Fazit des Gerichts: Wer Suchmaschinen-Optimierung vornimmt und anschließend den Suchmaschinen-Betreiber verklagt, handelt „rechtsmissbräuchlich und treuwidrig im Sinne von § 242 BGB“.
Kommentar: Ein praxisnahes Urteil
Die OLG-Entscheidung aus Thüringen setzt die Folge von Urteilen mit restriktiver Urheberrechtsauslegung im Internet fort, für die deutsche Gerichte bekannt sind.

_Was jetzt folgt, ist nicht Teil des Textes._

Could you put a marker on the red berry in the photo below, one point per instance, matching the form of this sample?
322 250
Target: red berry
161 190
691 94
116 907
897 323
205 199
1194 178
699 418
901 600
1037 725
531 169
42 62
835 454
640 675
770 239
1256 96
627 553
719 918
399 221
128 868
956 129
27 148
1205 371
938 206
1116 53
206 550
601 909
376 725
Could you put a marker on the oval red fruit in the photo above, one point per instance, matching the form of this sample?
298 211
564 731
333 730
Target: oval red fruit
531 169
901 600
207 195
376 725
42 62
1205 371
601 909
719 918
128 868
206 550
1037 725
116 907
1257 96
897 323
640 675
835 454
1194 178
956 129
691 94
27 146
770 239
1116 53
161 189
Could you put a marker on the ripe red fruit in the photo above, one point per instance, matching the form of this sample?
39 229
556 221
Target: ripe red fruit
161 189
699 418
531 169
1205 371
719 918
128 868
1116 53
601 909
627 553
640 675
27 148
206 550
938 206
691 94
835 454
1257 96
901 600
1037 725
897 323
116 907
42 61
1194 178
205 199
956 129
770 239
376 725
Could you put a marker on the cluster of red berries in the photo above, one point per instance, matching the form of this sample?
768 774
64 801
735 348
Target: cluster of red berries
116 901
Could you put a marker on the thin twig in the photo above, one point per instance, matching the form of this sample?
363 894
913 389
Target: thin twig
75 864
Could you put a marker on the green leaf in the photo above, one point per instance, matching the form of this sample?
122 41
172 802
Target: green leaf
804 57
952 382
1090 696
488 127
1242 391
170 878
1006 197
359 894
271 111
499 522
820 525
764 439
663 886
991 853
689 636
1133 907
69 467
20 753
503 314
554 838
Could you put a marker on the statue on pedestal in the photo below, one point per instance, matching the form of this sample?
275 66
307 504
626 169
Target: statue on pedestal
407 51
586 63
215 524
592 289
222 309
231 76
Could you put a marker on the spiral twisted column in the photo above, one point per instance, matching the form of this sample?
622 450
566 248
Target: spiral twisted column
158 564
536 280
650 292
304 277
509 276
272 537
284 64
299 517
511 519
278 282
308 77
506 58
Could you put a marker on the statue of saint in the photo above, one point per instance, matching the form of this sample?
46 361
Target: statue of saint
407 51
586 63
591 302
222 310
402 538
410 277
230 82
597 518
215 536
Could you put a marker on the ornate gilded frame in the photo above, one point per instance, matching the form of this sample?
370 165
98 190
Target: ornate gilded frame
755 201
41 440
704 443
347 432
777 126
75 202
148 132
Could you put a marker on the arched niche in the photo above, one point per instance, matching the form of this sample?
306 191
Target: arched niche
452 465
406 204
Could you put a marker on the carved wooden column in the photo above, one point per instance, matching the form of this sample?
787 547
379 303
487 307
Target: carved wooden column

Zu begrüßen ist an dem Urteil, und auch am Urteil der Vorinstanz, die gründliche Auseinandersetzung mit der Praxis im Internet. Das OLG-Urteil schafft insofern mehr Rechtssicherheit, als es sowohl den Suchmaschinen-Betreibern als auch Urhebern vergleichsweise klare und praktikable Richtlinien für das Handeln im Internet vorgibt. Urheber müssen sich demnach entscheiden, ob es ihnen lieber ist, eine gute Suchmaschinenplatzierung oder einen maximalen Schutz ihrer Werke zu erreichen. Google und andere Suchmaschinen werden sich hingegen in Zukunft die META-Tags genauer anschauen müssen. Wo keine solchen vorhanden sind, heißt es dann, Vorsicht walten zu lassen.